Step 5 Conventional p-value procedure

Independent variable: this SNP’s minor allele count for everyone

Dependent variable: disease status for everyone

5.1 Conduct logistics regression on each SNP

# save odds ratio&p-values for later use
# Note: or is abbrev. for odds_ratio
p = c()
or = c()
for (col in (1:ncol(X))){
  
  #short for SNP minor allele count
  SNPmac = as.vector(X[,col])
  
  #convert status into a vector
  statusv = as.vector(status)
  
  #fit a logistic regression model
  model.glm <- glm(statusv ~ SNPmac, family = 'binomial')
  
  #beta0 is the intercept of the logistic regression
  beta0 = summary(model.glm)$coefficients[1,1]
  
  #beta1 is the coeff of increment of 1 minor allele's effect on the log(p/1-p) = log(odds_ratio)
  beta1 = summary(model.glm)$coefficients[2,1]
  
  or = cbind(or,exp(beta1))
  p = cbind(p, summary(model.glm)$coefficients[2,4])
  
}
or = as.vector(or)
p = as.vector(p)
# Remember how many non-monomorphic SNPs are we using right now? Make sure we have an odds ratio and a p-value for each of them 
# (i.e. The number of odds ratio and p-value should match the number of non-monomorphic SNPs)

length(or)
## [1] 3582
length(p)
## [1] 3582
# Great! Let's first check the estimated effect of our 4 causal SNPs
## Recall that the we set the 10th, 11th, 2000th, 3000th SNPs as causal SNPs
## Recall that we set their odds_ratio (effect size) to be log(1.5)
## Let's see if the logistics regressions can detect that
or[causal_idx]
## [1] 303531777  84118113  67853034  92488570
# OMG! Really big odds ratios. Let's check other SNPs' odds ratios.
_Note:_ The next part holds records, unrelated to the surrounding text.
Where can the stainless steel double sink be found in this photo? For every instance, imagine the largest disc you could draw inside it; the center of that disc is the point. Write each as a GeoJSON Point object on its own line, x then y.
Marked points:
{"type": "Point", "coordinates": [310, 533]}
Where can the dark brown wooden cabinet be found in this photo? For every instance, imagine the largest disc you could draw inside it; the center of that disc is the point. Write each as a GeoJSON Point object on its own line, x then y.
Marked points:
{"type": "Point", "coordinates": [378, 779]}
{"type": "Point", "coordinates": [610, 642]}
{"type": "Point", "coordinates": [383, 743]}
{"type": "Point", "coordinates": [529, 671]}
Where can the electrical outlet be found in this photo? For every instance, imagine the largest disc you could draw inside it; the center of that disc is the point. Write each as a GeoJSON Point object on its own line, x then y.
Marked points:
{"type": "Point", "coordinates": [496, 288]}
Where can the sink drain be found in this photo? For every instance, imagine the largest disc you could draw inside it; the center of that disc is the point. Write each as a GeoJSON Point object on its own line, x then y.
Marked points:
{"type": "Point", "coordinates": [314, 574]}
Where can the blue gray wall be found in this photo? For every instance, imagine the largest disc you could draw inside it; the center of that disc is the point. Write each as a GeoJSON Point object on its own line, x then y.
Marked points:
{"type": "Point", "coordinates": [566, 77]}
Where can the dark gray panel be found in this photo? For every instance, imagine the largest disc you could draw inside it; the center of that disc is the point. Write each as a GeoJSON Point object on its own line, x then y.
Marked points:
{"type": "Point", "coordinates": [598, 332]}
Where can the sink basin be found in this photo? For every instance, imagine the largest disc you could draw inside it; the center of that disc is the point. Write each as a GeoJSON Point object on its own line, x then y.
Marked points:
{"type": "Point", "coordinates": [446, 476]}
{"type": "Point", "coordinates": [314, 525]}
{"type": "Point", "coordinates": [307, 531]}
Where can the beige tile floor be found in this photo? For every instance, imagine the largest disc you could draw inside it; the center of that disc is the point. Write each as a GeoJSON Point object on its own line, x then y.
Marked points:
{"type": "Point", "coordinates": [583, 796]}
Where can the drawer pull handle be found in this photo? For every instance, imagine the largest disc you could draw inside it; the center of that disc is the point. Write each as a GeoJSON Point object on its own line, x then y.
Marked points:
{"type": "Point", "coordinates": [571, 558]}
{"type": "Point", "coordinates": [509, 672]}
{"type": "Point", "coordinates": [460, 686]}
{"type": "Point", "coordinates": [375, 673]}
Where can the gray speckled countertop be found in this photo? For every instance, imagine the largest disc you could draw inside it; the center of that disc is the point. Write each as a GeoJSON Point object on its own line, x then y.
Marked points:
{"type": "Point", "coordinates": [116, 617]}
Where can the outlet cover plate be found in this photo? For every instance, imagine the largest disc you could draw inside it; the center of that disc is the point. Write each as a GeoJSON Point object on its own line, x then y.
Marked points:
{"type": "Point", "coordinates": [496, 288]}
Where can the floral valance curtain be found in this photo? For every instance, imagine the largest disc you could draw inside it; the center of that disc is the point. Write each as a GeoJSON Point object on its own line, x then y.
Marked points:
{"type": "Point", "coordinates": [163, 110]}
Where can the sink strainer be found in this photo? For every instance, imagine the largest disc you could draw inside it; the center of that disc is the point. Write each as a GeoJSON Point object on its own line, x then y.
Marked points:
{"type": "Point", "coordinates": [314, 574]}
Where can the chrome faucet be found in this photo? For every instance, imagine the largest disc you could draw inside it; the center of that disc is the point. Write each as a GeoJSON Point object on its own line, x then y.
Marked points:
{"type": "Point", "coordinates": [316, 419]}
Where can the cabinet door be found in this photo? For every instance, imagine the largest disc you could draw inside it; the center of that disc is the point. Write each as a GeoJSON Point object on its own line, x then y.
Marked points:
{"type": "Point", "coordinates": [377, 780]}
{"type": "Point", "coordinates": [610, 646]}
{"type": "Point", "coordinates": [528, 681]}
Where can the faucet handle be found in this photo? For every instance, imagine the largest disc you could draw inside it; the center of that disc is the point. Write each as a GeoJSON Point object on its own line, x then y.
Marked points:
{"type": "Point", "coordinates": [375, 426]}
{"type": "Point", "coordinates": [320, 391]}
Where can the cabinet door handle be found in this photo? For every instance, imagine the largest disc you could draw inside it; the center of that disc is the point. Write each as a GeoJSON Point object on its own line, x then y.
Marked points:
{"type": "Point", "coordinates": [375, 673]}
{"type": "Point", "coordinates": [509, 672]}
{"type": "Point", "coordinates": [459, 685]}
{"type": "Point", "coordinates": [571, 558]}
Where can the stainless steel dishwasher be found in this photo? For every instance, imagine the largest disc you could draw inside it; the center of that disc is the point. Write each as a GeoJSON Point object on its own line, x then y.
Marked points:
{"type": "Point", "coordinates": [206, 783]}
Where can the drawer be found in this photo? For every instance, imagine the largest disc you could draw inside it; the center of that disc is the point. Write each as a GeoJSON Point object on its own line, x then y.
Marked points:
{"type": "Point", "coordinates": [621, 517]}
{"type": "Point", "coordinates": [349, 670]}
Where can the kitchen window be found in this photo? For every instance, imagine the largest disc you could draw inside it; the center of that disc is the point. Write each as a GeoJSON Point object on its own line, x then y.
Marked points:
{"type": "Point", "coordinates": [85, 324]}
Are they much smaller than the odds ratios of causal SNPs?
or[1000]
## [1] 3.778327
or[1500]
## [1] 1.652893
or[3500]
## [1] 0.9224015
# exclude monomorphic SNPs
useful_snps = hapmap$map[-mono,]

# build a dataframe with snp.name, chromosome, position, p-values, then remove the causal SNPs by their row index
df = data.frame(snp.name = useful_snps$snp.name, chromosome = useful_snps$chromosome, position = useful_snps$position, pvalue = p, odds_ratio = or, z_value = z) %>% filter(!row_number() %in% causal_idx) 

# preview the dataframe
head(df)

5.2 Get the most important 10 SNPs by ranking their p-values

df[order(df[,"pvalue"])[1:10],]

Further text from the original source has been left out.